Fractional Short Circuit Current (Ifrac) Technique
It is shown experimentally by Matsuo & Kurokawa (1984) and
Noguchi et al (2002) that the PV module’s current at maximum power point
was proportional to its short circuited current under various irradiation
conditions. This relationship was given as
I MPP (G)= k×I SC (G)
where ‘k’ is a proportionality constant and ‘G’ represents the level of
However it has been found that the value of ‘k’ is not a constant
rather its value is varying with respect to temperature as well as with the level
of irradiation. It has been reported by Masoum et al (2002) and Hohm &
Ropp (2003) that the range of ‘k’ for fractional short circuit technique is
between 0.64 and 0.85. Generally, Subudhi & Pradhan (2013) suggest that the
value of ‘k’ can be calculated by analyzing the PV system at wide range of
solar radiations and temperatures.
As the fractional variable ‘k’ for the governing Equation (1.8) of the
Ifrac technique depends on the atmospheric parameters in an unpredictable
manner, this method also does not track the true MPP all the times. Moreover
the fractional short circuit current technique requires update of MPP
frequently; this in turn requires frequent disconnection of PV module from the
load and hence results in poor efficiency as a consequence of disruption of
power flow from the PV module to the load. Notwithstanding the reported
difficulties mentioned above the method of implementation of this technique
is quite simple and requires less cost. One of the disadvantages of this
technique in comparison with the fractional open circuit voltage technique is
that, as reported by Masoum et al (2002), the hardware requirement for
fractional short circuit method is more complicated on account of the
measurement of PV modules short circuit current.

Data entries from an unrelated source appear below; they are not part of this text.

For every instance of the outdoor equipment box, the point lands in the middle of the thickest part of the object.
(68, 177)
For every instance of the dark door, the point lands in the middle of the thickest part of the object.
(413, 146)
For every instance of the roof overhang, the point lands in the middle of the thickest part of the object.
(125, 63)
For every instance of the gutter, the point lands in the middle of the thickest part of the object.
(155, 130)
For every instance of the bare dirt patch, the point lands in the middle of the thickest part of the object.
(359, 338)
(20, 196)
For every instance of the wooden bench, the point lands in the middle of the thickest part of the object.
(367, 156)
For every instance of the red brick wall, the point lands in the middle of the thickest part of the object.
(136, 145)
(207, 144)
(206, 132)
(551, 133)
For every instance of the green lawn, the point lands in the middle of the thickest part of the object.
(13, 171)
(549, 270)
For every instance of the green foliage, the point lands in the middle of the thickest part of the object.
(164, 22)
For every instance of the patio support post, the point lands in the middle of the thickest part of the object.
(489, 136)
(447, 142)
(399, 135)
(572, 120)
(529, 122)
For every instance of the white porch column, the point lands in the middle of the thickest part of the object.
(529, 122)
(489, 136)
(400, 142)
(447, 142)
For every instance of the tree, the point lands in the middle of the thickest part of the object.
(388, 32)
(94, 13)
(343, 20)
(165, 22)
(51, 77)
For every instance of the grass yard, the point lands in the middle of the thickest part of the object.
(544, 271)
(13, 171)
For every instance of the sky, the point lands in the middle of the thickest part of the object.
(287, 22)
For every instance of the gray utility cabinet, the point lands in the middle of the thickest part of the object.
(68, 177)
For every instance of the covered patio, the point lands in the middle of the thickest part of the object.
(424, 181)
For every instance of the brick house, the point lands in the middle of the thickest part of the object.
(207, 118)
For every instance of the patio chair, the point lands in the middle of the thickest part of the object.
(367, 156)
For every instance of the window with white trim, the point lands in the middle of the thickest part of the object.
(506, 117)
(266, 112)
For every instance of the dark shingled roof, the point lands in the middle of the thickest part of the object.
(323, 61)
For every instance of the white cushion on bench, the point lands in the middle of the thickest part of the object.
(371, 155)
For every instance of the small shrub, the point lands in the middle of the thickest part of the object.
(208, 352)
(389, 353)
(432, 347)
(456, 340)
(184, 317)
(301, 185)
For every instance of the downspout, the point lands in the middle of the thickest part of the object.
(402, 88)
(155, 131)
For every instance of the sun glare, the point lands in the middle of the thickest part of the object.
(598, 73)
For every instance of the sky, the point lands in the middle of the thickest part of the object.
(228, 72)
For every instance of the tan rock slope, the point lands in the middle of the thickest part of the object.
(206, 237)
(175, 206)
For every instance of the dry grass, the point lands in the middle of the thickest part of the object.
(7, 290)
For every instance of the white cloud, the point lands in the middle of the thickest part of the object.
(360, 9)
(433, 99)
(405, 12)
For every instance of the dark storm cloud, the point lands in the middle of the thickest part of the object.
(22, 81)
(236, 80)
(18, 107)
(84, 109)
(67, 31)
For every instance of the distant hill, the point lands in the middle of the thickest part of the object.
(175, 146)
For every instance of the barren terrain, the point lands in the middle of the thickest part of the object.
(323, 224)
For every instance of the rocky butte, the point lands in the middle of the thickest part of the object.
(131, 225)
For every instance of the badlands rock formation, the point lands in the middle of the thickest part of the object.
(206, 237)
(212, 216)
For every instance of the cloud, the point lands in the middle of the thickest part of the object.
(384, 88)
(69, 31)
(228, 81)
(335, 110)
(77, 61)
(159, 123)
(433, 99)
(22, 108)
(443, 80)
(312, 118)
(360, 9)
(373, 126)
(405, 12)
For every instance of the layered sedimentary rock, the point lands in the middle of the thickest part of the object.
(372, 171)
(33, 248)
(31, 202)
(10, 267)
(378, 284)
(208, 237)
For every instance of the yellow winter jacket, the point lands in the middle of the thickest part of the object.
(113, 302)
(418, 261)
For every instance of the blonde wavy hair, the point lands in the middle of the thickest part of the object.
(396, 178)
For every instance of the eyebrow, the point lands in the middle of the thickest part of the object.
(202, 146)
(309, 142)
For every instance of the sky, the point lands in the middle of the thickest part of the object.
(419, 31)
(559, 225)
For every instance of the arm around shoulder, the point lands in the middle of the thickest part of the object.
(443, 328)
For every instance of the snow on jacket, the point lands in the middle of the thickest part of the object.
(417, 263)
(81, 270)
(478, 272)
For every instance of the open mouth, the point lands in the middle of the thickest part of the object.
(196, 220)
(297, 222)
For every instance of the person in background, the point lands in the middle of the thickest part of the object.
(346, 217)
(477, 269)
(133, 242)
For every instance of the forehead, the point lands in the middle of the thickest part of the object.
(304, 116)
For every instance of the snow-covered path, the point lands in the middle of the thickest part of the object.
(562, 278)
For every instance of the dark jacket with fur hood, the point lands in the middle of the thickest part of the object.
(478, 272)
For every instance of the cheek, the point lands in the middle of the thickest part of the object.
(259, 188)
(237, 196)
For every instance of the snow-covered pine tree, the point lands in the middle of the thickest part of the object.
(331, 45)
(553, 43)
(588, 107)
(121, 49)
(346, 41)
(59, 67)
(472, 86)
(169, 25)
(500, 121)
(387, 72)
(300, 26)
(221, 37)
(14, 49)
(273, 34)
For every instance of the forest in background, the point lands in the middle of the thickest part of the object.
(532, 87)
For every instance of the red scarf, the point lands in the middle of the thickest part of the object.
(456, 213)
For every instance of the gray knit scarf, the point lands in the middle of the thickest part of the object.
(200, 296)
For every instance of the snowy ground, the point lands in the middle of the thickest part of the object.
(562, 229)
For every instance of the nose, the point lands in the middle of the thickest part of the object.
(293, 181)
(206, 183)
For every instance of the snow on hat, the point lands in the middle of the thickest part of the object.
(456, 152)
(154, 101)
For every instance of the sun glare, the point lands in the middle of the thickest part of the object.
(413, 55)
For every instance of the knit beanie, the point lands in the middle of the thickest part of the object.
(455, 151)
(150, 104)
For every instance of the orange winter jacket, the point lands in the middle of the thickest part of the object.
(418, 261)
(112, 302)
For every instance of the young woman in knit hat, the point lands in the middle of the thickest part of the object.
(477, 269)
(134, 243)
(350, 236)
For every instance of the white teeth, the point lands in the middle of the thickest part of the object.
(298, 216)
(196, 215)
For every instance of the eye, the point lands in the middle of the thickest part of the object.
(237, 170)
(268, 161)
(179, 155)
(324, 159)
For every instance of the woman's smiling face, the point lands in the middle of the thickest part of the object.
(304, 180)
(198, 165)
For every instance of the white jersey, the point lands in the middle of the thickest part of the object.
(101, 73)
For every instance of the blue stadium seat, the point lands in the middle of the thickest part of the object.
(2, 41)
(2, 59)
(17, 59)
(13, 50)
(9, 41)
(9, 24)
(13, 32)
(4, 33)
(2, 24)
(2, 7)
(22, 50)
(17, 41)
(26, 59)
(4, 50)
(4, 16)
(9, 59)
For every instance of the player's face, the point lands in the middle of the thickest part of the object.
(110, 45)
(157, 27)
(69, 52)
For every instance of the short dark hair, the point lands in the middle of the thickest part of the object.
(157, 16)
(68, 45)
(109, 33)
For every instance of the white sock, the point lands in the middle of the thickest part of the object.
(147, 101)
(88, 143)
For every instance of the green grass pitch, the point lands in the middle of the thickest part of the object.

Also it is dissertated by Xiao et al (2007a) that as the magnitude of
photovoltaic current changes dramatically with the level of irradiation, the
transient response of the MPPT tracker implementing the fractional short
circuit current technique may occasionally cause the photovoltaic current to
get saturated at the short circuit current. Due to this saturation, the power
output from the PV module drops significantly as the PV voltage drops on
account of the non-linear characteristic of the PV source. This should be
avoided otherwise the stability of the system will be under trouble.
Perturb and Observe (P&O) Technique
For obtaining maximum possible power from the PV module, the
operating point should be positioned at an unique point in the I-V
characteristic enabling the PV module to deliver maximum power at
particular atmospheric conditions. The operating point of the PV module shall
be moved to the unique point corresponding to the maximum power by
adjusting one of the operating variables either the PV voltage or the PV
current. Many researchers like Wasynczuk (1983), Koutroulis (2001), have
taken the PV voltage as the adjusting parameter to reach the MPP for the
prevailing atmospheric conditions by monitoring the change in the power
delivered. Such a technique of tracking the maximum power point by
adjusting one parameter (PV voltage) and monitoring the desired parameter
(PV power) is called Perturb and Observe technique. The P&O technique is
considered to be an important control method in PV systems as it has
inherently a simple feedback control structure.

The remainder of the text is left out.